The meeting, which includes a public hearing on the proposed new garbage rates, begins at 7 p.m. in Jennings Pavilion in Holbrook-Palmer Park, 150 Watkins Ave. in Atherton.
The garbage rate issue has been a contentious one since the town first proposed increases ranging from 63 percent to 98 percent late last year. With many residents up in arms over the proposal, and many questions raised about the need for rates that would have made Atherton the most expensive place on the Peninsula for trash pickup, the council voted in March to significantly lower the proposed rates.

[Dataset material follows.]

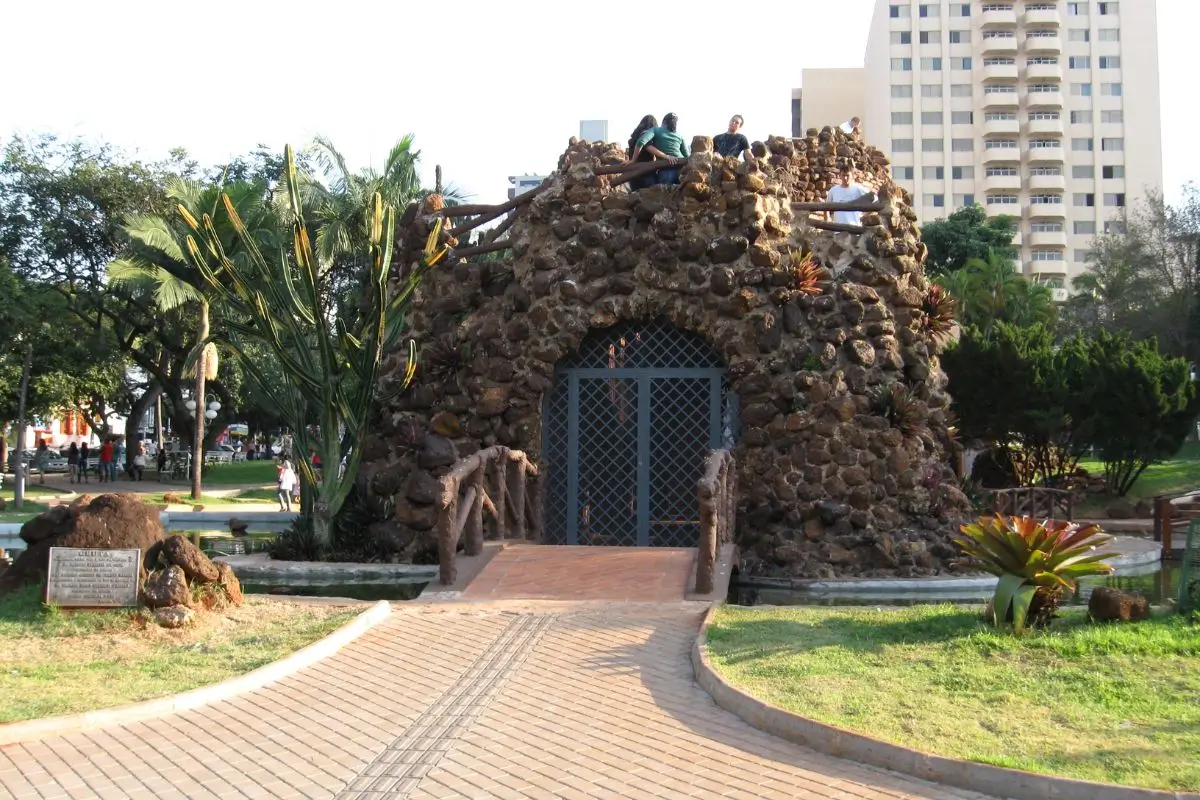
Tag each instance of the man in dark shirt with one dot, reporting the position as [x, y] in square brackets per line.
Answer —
[732, 143]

Although council members at that time agreed to a rate schedule that would reflect a 39 percent increase for all service levels — from a 20-gallon can to a 96-gallon barrel — the public notice sent out that month inadvertently reflected higher rates than the council endorsed.

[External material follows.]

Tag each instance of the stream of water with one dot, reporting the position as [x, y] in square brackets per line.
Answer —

Theresa DellaSanta, the town clerk, said the council could still, for the most part, approve the lower rates it endorsed when it acts this week.
The council will also consider two memos from council members Bill Widmer and Kathy McKeithen, the first of which would require that specific donations made to the police department be made anonymously, and channeled only through the city manager and city attorney.

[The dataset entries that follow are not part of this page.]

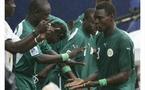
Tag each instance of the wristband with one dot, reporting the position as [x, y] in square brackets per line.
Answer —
[65, 57]
[35, 39]
[66, 69]
[35, 34]
[103, 82]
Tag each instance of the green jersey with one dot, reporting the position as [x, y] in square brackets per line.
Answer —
[25, 63]
[115, 54]
[90, 44]
[53, 75]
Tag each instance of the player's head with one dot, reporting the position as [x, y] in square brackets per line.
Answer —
[9, 7]
[59, 32]
[99, 1]
[39, 10]
[88, 21]
[104, 16]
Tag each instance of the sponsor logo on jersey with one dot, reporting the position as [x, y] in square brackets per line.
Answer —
[109, 52]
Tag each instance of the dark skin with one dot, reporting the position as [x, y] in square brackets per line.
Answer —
[105, 24]
[34, 18]
[20, 46]
[89, 23]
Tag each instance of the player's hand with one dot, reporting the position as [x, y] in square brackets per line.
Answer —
[74, 82]
[75, 52]
[73, 63]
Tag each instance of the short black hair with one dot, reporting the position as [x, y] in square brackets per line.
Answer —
[88, 12]
[108, 7]
[62, 33]
[35, 6]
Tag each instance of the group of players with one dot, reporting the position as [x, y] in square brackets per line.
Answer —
[91, 52]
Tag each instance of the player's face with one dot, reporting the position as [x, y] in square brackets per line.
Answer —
[56, 35]
[101, 20]
[42, 14]
[9, 7]
[89, 24]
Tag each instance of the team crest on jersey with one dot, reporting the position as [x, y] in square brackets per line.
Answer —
[110, 52]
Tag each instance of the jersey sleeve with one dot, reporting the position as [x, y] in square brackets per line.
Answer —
[9, 33]
[126, 55]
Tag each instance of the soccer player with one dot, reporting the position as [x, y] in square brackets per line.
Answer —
[26, 63]
[115, 58]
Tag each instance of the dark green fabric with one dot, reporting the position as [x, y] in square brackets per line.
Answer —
[115, 54]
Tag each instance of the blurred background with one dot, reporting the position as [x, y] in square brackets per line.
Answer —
[70, 9]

The memo notes that several donations have been made to the department recently, which has led to "citizen concerns ... that they may result in favoritism."
The proposed requirement comes at a time when a community group is "looking into ways to assist our community in minimizing the impacts" of budget cuts, according to former mayor Didi Fisher, who is part of the group. She said the group will look for sources of income such as grants and private donations to see the town through its financial crisis.
Mr. Widmer and Ms. McKeithen are also asking their colleagues to consider establishing an ethics oversight board consisting of one council member, one citizen who is a judge or lawyer, and the town's human resource manager or town manager. The board would hear and investigate citizen complaints of actions by town employees.